Oil Prices and the Economics of Extraction

December 2014


Amid the dramatic drop in oil prices in 2014, extraction economics has replaced geology and geopolitics as the primary area of concern for energy investors.

The precipitous drop in oil prices reflects how the economics of extraction are now the primary concern for energy sector investors, rather than the geological or geopolitical limitations that used to be part of the calculus. Development of abundant U.S. resources has boosted supply growth faster than trend-line global demand growth, an impressive performance by a single country within any geographical, geological or historical context. The market is still digesting the extent of crude oversupply and adjusting the trajectory of expected growth.

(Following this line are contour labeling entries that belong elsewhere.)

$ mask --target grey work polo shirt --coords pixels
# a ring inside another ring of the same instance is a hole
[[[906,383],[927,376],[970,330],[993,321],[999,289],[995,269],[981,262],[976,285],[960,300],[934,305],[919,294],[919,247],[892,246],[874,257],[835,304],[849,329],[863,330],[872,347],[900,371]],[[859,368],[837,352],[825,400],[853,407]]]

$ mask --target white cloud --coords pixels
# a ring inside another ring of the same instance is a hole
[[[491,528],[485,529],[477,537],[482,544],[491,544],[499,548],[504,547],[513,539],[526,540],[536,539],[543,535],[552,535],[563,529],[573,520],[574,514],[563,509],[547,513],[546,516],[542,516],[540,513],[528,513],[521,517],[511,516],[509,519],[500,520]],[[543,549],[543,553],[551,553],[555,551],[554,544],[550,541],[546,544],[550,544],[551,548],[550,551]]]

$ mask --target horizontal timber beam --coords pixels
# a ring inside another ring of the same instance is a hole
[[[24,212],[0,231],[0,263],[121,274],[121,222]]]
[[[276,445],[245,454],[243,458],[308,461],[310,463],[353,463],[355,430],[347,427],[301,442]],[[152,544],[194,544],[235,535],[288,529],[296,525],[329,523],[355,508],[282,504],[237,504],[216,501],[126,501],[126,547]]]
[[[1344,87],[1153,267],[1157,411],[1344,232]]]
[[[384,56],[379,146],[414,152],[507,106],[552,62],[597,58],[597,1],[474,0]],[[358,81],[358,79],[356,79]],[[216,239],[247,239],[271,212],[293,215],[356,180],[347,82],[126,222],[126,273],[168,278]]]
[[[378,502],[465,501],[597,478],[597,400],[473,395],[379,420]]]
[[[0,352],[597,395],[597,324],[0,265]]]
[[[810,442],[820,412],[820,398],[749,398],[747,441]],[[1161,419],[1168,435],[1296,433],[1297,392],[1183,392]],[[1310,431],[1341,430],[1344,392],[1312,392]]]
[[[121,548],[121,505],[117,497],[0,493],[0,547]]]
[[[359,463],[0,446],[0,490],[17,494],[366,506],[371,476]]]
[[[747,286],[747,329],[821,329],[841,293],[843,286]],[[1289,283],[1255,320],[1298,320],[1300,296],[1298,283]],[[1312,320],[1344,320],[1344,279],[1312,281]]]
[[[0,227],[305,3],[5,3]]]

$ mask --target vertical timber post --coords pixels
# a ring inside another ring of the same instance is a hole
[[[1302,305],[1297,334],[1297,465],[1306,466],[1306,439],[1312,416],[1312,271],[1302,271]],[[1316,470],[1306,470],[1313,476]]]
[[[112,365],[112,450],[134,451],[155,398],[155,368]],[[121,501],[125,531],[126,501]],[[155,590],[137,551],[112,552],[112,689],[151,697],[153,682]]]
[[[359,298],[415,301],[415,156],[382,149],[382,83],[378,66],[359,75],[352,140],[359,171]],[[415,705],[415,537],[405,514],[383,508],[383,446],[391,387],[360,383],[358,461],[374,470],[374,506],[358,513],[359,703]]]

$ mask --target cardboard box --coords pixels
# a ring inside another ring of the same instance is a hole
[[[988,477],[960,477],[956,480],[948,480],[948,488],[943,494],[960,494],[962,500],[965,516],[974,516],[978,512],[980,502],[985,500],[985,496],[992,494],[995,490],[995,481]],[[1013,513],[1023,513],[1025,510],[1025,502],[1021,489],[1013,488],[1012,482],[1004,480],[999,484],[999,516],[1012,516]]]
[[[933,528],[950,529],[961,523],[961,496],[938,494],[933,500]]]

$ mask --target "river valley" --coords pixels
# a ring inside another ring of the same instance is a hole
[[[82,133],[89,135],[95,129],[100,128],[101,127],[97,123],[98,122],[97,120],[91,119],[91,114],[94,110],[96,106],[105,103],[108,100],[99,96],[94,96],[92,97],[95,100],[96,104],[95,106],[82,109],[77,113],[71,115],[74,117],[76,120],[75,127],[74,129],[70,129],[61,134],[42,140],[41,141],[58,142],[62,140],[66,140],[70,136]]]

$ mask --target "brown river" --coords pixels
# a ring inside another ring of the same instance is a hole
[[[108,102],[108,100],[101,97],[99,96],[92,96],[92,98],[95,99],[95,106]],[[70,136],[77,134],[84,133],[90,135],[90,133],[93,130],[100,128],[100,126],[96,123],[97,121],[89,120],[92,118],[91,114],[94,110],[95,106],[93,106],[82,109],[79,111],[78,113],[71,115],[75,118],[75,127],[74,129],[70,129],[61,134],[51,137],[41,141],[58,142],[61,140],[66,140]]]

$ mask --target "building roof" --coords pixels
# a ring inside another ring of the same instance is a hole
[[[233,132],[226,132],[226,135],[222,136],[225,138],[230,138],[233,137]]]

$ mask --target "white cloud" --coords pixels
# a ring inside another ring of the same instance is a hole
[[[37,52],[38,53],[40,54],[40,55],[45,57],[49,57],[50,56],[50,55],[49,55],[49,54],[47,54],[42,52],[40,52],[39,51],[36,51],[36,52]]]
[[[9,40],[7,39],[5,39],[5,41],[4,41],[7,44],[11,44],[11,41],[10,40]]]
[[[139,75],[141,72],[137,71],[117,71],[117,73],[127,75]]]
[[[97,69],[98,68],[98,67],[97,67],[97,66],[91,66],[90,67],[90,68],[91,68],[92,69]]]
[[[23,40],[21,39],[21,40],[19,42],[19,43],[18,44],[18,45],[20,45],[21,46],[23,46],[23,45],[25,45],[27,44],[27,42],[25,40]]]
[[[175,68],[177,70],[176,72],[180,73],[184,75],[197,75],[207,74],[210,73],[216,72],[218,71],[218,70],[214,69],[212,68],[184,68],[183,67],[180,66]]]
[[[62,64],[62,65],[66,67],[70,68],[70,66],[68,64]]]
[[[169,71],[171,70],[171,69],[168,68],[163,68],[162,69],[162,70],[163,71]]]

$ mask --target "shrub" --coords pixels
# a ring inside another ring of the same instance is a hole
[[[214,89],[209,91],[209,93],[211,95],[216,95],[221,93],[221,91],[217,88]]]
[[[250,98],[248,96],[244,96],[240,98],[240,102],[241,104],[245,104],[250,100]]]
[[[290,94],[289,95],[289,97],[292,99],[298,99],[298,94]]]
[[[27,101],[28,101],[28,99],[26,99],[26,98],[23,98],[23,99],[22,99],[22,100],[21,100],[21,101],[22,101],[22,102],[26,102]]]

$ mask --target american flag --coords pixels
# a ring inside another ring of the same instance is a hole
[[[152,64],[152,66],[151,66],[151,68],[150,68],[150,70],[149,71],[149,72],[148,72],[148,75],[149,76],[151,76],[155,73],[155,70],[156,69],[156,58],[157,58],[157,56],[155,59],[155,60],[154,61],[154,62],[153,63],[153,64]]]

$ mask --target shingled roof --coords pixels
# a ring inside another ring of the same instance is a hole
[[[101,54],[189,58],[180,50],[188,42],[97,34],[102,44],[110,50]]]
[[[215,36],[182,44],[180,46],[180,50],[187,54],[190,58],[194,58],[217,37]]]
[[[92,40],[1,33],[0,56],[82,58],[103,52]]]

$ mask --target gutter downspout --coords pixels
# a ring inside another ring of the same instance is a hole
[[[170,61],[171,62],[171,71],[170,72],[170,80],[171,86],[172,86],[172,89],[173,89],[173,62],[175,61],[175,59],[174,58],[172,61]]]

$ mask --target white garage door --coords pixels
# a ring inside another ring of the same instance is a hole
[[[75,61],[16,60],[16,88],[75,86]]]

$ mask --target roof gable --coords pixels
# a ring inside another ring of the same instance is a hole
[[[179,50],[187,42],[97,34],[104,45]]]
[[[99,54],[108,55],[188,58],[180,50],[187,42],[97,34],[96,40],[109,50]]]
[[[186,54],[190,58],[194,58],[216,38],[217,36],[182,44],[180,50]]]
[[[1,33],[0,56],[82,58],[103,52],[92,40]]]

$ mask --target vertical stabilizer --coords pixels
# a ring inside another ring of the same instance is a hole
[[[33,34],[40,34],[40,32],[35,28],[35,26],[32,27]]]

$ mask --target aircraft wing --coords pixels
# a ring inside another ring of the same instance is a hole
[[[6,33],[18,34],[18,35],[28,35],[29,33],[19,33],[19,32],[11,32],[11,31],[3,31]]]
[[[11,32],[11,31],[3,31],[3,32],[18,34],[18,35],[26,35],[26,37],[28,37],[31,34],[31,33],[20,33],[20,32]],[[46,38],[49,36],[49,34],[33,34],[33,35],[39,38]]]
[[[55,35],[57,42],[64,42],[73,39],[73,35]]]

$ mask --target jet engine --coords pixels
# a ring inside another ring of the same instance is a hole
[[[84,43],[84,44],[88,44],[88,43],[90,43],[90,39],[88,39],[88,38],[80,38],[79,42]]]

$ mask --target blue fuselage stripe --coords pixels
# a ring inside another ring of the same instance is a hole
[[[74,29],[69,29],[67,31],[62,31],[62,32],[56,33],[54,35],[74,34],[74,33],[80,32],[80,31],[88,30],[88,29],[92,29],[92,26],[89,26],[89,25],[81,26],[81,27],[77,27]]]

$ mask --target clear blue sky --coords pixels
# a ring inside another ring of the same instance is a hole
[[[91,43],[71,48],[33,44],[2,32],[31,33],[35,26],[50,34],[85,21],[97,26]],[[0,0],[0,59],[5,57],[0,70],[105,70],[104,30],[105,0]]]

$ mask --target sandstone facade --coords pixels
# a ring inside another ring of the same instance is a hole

At $60 to 70 per barrel, the price of oil becomes lower than the cost of new investment. Given this, low crude prices will ultimately prompt a supply response, but it could take 12 to18 months. Right now, there is still far too much momentum in U.S. unconventional liquids growth, aside from the inventory where capital has been sunk and production is imminent. Hedge books, continued cost efficiencies, lower transportation costs/ bottlenecks and scalable infrastructure are just some of the reasons why production growth is likely to remain in the 1.0-1.2 million barrels-per-day (bpd) range. Our most aggressive demand forecast is about 1 million bpd globally for 2015.

Because reduced investment will take a long time to impact supply, the only way to balance supply quickly is through shut-ins, when oil wells are essentially turned off. Shut-ins take place when oil prices fall below the cost of operating a well, estimated at about $30-40 per barrel on the high end. Shut-ins, much like OPEC cuts, generally impact supply within three months.

In the near term, we see downside risk to oil prices into the $50s or lower. In looking for a bottom, we are keeping an eye on the forward futures curve, which has moved into contango over the past several weeks. Contango occurs when prices in the future are expected to be higher than those today. Liquidity in out months is largely supplied by producers hedging an investment. If that liquidity dries up, it means that producers are no longer willing to invest fresh capital and lock in that future price for when the asset comes online (assuming a 12-month average cycle), demonstrating the impairment of investment economics. We think a supply correction is in the cards, but it is still many months away.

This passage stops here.